Understanding the skin and hair in order to understand how IPL works
IPL hair removal & IPL photo rejuvenation treatments require in depth understanding of the hair and skin. The skin is an ever changing organ that is composed of several layers.
Lowest Layer –this is known as the dermis. It is composed of connective tissue, blood vessels, nerve endings, hair follicles, sweat and oil glands.
Outermost or Top Layer–this is known as the epidermis. This is the layer of skin we can see. It sits on top of the dermis.
Melanocytes are the cells in the epidermis that produce the pigment melanin, which transfers to the cells within the epidermis or the hair, creating colour in the skin and hair. Blood and superficial vessels also add colour to the skin.
How IPL works?
As light passes through the skin it scatters through the dermis and is absorbed by three of the skins main constituents; blood, water and melanin. Blood, water and melanin all react differently when subjected to different wavelengths of light. When light is absorbed by blood, water and melanin, heat is produced. The amount of heat generated depends on a complex combination of light’s wavelength, power and pulsed width.
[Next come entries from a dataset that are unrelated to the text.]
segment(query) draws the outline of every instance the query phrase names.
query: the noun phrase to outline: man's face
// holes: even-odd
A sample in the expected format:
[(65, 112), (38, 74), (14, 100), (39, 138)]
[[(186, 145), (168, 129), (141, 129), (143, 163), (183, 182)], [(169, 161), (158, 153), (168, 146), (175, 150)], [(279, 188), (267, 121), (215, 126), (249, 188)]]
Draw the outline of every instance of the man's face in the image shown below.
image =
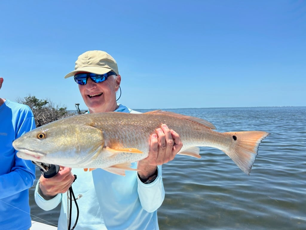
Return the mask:
[(110, 76), (99, 83), (90, 78), (86, 85), (79, 85), (79, 89), (91, 113), (113, 111), (117, 107), (116, 93), (119, 88), (120, 75)]

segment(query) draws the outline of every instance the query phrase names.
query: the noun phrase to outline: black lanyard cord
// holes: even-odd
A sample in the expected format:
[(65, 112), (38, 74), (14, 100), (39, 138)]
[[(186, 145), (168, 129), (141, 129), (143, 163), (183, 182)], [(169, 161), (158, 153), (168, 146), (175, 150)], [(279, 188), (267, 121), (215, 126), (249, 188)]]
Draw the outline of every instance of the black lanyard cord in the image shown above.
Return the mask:
[[(74, 177), (75, 178), (75, 179), (74, 179), (74, 180), (73, 181), (73, 182), (75, 181), (76, 179), (76, 175), (74, 175)], [(77, 205), (77, 203), (76, 203), (76, 199), (75, 197), (74, 196), (74, 194), (73, 193), (73, 191), (72, 190), (72, 186), (71, 186), (69, 188), (69, 194), (70, 197), (70, 210), (69, 211), (69, 223), (68, 226), (68, 230), (73, 230), (74, 229), (74, 228), (75, 228), (76, 226), (76, 223), (77, 223), (78, 220), (79, 219), (79, 206)], [(75, 204), (76, 207), (76, 222), (74, 223), (74, 224), (73, 225), (72, 228), (70, 229), (70, 228), (71, 226), (71, 213), (72, 212), (72, 197), (73, 198), (73, 201), (74, 201), (74, 203)]]

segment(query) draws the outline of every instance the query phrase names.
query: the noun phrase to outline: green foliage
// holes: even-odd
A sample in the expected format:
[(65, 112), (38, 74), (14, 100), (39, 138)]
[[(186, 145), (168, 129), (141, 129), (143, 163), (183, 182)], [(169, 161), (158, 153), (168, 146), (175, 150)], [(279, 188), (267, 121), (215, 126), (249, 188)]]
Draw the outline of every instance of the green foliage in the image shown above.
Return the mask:
[(24, 99), (19, 98), (20, 103), (28, 105), (34, 114), (36, 127), (45, 125), (52, 121), (75, 115), (67, 110), (66, 107), (54, 106), (50, 100), (38, 99), (35, 96), (30, 95)]

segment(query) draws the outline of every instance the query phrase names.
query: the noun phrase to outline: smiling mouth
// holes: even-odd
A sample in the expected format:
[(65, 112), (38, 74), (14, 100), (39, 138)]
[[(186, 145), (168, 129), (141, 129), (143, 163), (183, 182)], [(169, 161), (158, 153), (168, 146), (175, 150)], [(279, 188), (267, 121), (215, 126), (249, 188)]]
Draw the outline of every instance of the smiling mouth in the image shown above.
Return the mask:
[(99, 96), (101, 96), (103, 94), (103, 93), (100, 93), (99, 94), (92, 94), (91, 95), (88, 95), (88, 96), (90, 98), (95, 98), (96, 97), (99, 97)]

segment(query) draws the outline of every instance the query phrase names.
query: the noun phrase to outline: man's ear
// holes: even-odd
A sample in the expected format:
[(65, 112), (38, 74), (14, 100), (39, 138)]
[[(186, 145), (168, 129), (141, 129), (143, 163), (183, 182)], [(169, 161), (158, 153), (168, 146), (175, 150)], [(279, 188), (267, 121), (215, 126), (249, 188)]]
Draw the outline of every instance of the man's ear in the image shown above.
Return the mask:
[(121, 82), (121, 76), (118, 74), (116, 76), (116, 91), (119, 89), (119, 86), (120, 86), (120, 83)]
[(3, 81), (3, 78), (0, 78), (0, 89), (2, 87), (2, 83)]

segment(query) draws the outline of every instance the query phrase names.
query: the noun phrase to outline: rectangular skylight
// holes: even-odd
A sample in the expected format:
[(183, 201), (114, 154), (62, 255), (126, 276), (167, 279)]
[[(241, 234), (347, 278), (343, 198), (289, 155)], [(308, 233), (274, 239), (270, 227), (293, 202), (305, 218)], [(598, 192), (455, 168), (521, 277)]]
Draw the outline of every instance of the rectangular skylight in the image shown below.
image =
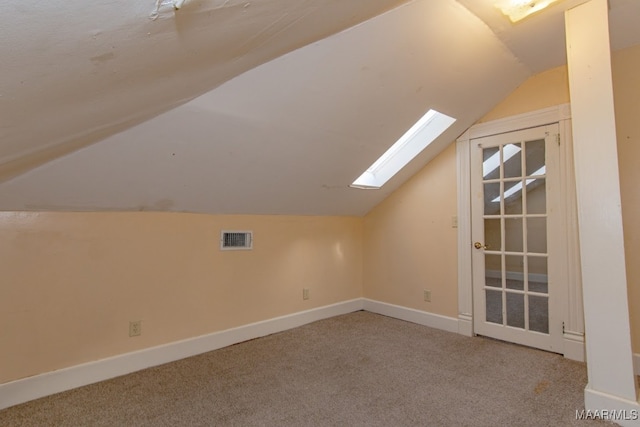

In the process of hair removal we target, the melanin in the shaft of the hair. We want the melanin in the hair to react as much as possible to the energy in the beam of light, convert that energy to heat and disable the hair follicle cells that promote new hair growth.
IPL has a strong light source that attracts the melanin in the hair and has a long wavelength to achieve the required depth of penetration. It also has a sufficient amount of power that is required over an appropriate amount of time.